The banking sector’s stability in 2022 and 2023 can be summarized with the following points:
2022 Stability Overview:
Despite challenges such as declining credit quality, liquidity pressures, low profitability, and deteriorating capital levels, the banking sector remained stable.
The sector maintained growth and broadly complied with prudential requirements.
Banks accounted for 61.9% of total financial sector assets at the end of 2022.
Credit growth decelerated due to tight monetary policy and challenging macroeconomic conditions.
Deposits were the main funding source, with a notable decrease in foreign currency borrowings due to sovereign rating downgrades and a standstill announcement.
Sri Lankan Banking Sector:
The Sri Lankan banking sector is integral to the country’s financial intermediation, holding a significant share of the financial sector with 61.9% of total assets as of the end of 2022.
The sector showed resilience with adequate capital and liquidity buffers.
Challenges included the Easter Attacks in 2019, the COVID-19 pandemic, and adverse macroeconomic developments.
A robust crisis management framework was deemed important for the sector.
2023 Performance and Stability:
Liquidity ratios increased significantly due to investments in government securities.
Utilization of the Standing Lending Facility by banks reduced significantly.
Profitability improved with reduced new impairment charges, though this could affect future profitability.
Capital adequacy improved due to a decline in risk-weighted assets.
The banking sector faced challenges in asset quality and efficiency, with increasing Stage 3 Loans Ratios and rising operating expenses.
Banking Soundness Index (BSI):
The BSI indicated an improvement in the overall soundness of the banking sector at the end of Q3 of 2023 compared to the same period in 2022.

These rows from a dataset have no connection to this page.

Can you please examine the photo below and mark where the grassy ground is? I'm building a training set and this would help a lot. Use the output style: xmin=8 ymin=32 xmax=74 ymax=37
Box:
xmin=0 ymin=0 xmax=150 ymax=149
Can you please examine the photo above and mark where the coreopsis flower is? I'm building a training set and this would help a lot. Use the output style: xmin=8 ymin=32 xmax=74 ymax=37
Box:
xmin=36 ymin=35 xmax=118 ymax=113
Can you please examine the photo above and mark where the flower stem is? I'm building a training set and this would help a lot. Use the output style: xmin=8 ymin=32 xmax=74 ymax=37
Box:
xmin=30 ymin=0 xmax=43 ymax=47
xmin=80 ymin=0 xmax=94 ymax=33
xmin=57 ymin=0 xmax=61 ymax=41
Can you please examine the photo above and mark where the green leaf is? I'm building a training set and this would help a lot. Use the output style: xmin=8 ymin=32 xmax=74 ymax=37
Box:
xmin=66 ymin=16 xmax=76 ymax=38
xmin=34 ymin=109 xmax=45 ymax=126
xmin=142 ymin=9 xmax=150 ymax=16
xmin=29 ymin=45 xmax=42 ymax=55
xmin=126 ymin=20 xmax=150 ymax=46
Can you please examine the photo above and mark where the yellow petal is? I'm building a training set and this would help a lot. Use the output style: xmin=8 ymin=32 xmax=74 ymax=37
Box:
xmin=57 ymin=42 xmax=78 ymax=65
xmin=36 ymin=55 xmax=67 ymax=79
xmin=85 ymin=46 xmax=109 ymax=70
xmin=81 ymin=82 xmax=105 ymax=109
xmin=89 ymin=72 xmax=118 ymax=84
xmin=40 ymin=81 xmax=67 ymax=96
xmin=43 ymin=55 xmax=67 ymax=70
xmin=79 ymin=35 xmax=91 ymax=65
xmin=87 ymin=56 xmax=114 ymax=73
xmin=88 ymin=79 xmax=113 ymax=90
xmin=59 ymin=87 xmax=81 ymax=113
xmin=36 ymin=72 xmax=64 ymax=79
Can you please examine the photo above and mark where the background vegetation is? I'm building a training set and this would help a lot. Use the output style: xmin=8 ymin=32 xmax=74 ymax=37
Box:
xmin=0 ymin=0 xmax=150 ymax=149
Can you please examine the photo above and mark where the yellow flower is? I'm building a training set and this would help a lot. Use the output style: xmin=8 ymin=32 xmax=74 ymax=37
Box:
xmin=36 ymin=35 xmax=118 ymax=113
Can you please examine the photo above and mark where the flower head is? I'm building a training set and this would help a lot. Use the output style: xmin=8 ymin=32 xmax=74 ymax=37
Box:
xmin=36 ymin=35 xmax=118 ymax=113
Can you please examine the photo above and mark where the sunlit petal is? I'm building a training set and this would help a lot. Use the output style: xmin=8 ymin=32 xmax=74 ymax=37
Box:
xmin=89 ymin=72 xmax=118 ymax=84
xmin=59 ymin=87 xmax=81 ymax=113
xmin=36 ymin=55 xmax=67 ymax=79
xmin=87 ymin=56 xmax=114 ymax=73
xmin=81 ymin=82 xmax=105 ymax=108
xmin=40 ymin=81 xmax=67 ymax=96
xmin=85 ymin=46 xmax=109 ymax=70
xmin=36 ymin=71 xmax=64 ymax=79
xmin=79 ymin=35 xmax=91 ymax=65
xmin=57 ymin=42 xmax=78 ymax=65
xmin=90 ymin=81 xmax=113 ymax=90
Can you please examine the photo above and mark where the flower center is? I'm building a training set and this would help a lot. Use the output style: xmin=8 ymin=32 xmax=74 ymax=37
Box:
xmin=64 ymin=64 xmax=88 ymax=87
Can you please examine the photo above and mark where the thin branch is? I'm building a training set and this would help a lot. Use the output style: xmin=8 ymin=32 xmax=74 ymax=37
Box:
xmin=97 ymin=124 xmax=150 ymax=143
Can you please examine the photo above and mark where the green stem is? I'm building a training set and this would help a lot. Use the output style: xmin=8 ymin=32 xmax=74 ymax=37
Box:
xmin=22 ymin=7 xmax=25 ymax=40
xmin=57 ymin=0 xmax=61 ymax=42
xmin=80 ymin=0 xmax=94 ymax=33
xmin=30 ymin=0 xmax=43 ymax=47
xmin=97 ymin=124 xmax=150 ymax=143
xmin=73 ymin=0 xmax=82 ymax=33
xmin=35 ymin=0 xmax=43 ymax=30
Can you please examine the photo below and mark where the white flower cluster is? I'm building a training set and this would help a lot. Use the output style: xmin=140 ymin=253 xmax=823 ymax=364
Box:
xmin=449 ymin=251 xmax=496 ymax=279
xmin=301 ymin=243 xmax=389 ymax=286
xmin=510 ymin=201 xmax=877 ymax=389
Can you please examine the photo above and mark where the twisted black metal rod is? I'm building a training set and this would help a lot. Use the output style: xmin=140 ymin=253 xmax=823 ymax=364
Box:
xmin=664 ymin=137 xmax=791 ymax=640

Liquidity, market risk, capital adequacy, and profitability sub-indices improved, while asset quality and efficiency sub-indices deteriorated.
Credit and Risk Factors:
Credit expansion in Q3 of 2023 was driven by Domestic Systemically Important Banks (D-SIBs).

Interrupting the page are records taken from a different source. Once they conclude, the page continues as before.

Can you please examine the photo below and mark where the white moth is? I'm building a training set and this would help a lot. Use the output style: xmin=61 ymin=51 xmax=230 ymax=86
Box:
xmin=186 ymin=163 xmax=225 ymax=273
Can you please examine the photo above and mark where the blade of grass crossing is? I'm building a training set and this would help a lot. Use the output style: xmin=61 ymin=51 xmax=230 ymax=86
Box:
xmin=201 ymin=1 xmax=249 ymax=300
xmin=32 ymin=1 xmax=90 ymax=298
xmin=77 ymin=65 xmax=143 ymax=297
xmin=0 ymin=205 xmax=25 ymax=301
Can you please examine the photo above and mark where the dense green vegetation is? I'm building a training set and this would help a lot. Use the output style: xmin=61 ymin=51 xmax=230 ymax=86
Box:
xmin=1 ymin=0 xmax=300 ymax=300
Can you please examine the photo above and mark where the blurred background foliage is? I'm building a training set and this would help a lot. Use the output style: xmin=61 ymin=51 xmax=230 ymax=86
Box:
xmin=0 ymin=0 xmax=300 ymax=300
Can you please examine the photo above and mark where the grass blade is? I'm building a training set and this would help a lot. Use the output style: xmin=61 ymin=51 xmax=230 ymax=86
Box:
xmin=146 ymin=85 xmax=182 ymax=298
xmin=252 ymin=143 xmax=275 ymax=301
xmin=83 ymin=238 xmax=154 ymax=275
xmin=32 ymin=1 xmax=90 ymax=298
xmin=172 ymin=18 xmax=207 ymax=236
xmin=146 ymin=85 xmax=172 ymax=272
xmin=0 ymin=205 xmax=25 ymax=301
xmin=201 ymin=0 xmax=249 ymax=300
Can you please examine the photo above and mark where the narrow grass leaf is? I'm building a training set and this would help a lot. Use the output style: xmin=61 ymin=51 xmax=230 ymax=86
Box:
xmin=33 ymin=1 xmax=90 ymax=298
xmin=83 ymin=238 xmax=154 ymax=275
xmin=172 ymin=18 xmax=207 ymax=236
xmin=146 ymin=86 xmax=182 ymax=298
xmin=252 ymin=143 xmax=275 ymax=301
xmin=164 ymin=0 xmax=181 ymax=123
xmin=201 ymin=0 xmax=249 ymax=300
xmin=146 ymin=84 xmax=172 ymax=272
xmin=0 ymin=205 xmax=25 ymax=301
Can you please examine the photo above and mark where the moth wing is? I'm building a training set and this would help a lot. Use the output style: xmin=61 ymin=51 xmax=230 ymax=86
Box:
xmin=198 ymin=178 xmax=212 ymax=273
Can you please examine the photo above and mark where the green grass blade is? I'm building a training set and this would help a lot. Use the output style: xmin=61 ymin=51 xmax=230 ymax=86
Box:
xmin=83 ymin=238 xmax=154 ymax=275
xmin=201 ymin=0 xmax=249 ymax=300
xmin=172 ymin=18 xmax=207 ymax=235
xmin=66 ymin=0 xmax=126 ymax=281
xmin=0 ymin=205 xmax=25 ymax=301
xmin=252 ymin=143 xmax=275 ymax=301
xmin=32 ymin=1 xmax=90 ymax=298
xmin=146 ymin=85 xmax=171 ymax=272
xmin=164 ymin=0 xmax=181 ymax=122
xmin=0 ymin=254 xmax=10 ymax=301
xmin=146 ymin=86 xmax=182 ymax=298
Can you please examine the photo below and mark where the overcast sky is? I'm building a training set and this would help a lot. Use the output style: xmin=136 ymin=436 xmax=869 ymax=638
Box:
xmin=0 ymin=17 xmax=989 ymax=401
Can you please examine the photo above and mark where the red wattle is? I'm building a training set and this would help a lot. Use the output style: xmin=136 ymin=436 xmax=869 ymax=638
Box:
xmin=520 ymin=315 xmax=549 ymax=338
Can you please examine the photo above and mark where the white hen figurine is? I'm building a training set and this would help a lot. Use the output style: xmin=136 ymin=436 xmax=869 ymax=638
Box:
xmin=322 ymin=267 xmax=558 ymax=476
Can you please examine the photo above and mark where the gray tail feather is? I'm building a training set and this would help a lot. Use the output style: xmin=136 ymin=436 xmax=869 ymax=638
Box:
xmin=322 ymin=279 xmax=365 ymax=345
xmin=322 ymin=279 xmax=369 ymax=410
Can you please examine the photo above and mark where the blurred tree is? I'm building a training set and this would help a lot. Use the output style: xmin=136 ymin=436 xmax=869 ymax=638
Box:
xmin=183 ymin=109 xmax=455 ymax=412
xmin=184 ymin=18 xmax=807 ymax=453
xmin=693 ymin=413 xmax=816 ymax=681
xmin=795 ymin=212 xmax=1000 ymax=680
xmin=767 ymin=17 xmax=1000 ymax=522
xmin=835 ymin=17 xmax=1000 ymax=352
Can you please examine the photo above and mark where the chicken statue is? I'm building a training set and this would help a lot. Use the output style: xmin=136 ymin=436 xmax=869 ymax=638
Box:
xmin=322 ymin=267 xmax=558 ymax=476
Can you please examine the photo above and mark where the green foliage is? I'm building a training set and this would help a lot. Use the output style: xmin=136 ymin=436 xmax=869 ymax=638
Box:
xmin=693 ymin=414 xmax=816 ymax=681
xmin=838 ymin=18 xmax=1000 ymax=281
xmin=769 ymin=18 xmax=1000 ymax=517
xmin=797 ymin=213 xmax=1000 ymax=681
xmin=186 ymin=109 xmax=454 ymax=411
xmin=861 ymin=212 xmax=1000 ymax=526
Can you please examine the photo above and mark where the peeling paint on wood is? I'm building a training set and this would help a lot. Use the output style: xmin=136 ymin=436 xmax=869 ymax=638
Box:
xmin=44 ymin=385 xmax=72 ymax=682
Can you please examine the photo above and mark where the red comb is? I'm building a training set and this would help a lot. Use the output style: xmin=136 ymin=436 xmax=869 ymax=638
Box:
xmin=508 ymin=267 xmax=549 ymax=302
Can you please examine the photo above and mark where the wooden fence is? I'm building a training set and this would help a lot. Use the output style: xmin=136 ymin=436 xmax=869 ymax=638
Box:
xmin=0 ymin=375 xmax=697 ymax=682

The banking sector’s credit concentration risk remained high, with significant exposure to six main sectors.
Stage 3 Loans Ratios indicated higher default risks in some sectors.

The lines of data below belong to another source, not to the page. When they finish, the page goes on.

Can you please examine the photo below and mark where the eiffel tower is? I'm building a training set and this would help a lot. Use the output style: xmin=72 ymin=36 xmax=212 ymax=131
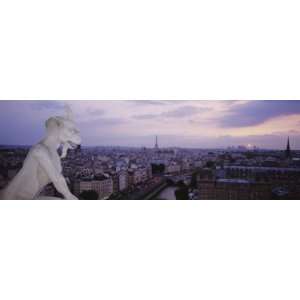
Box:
xmin=154 ymin=135 xmax=159 ymax=150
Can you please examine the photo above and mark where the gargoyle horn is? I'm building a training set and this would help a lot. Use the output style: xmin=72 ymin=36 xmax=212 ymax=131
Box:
xmin=64 ymin=104 xmax=74 ymax=121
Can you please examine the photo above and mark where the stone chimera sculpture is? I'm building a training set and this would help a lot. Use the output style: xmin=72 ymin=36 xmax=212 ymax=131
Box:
xmin=0 ymin=106 xmax=81 ymax=200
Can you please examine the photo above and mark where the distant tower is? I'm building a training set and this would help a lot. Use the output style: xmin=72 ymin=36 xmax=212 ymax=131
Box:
xmin=285 ymin=136 xmax=291 ymax=159
xmin=155 ymin=135 xmax=159 ymax=150
xmin=76 ymin=144 xmax=81 ymax=154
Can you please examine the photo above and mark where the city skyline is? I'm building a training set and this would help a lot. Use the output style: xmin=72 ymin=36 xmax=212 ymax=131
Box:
xmin=0 ymin=100 xmax=300 ymax=149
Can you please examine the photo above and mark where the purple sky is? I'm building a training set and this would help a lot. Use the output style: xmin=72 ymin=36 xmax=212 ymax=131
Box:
xmin=0 ymin=100 xmax=299 ymax=149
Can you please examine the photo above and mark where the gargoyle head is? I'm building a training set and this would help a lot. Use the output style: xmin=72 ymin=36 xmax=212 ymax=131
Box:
xmin=45 ymin=105 xmax=81 ymax=157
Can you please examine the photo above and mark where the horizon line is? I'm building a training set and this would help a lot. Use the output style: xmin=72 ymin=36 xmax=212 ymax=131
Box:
xmin=0 ymin=144 xmax=296 ymax=151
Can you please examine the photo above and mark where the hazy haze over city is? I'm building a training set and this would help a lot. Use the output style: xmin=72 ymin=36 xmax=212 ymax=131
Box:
xmin=0 ymin=100 xmax=299 ymax=149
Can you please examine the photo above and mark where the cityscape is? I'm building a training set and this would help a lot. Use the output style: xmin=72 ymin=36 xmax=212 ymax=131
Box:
xmin=0 ymin=100 xmax=300 ymax=199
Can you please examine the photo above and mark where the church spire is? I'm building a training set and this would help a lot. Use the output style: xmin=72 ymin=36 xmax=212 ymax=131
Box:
xmin=285 ymin=136 xmax=291 ymax=159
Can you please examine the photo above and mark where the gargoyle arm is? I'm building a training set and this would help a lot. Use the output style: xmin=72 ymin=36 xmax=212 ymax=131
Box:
xmin=32 ymin=148 xmax=77 ymax=199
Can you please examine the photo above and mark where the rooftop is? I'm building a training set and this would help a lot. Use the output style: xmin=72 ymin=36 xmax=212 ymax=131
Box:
xmin=217 ymin=178 xmax=250 ymax=184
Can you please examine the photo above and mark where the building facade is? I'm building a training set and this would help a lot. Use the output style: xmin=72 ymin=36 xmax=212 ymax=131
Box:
xmin=197 ymin=167 xmax=300 ymax=200
xmin=73 ymin=176 xmax=113 ymax=200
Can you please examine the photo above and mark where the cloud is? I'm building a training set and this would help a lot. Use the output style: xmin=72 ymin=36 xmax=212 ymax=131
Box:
xmin=131 ymin=100 xmax=186 ymax=106
xmin=0 ymin=100 xmax=65 ymax=113
xmin=131 ymin=100 xmax=168 ymax=106
xmin=86 ymin=108 xmax=105 ymax=116
xmin=132 ymin=105 xmax=211 ymax=120
xmin=132 ymin=114 xmax=157 ymax=120
xmin=162 ymin=105 xmax=210 ymax=117
xmin=270 ymin=129 xmax=300 ymax=136
xmin=1 ymin=100 xmax=300 ymax=149
xmin=29 ymin=101 xmax=65 ymax=111
xmin=79 ymin=117 xmax=125 ymax=127
xmin=220 ymin=100 xmax=300 ymax=127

Economic and Policy Measures:
The successful implementation of the IMF-EFF program was seen as crucial for economic recovery and financial sector resilience.
Policy measures adopted to ensure financial stability are detailed in Chapter 5 of the report.
Public Sector and Monetary Policy:
Rising public sector borrowing requirements put pressure on market interest rates.
Excessive public sector financing could lead to inflation, undermining the effectiveness of tight monetary policy.
Remedial measures were suggested to reduce public sector reliance on bank financing.
Non-Banking Financial Institutions (NBFIs) and Non-Financial Corporate (NFC) Sector:
NBFIs reported a higher NPL ratio than the banking sector, indicating lower credit quality.
The NFC sector saw a decline in creditworthiness, affecting the credit quality of financial institutions.
High-interest rates discouraged new credit facilities.
The Central Bank implemented policy measures to support financial stability, including the proactive build-up of Capital Conservation Buffer (CCoB) and D-SIBs Buffer.
This summary provides a detailed overview of the banking sector’s stability, reflecting both the challenges faced and the resilience demonstrated during 2022 and 2023.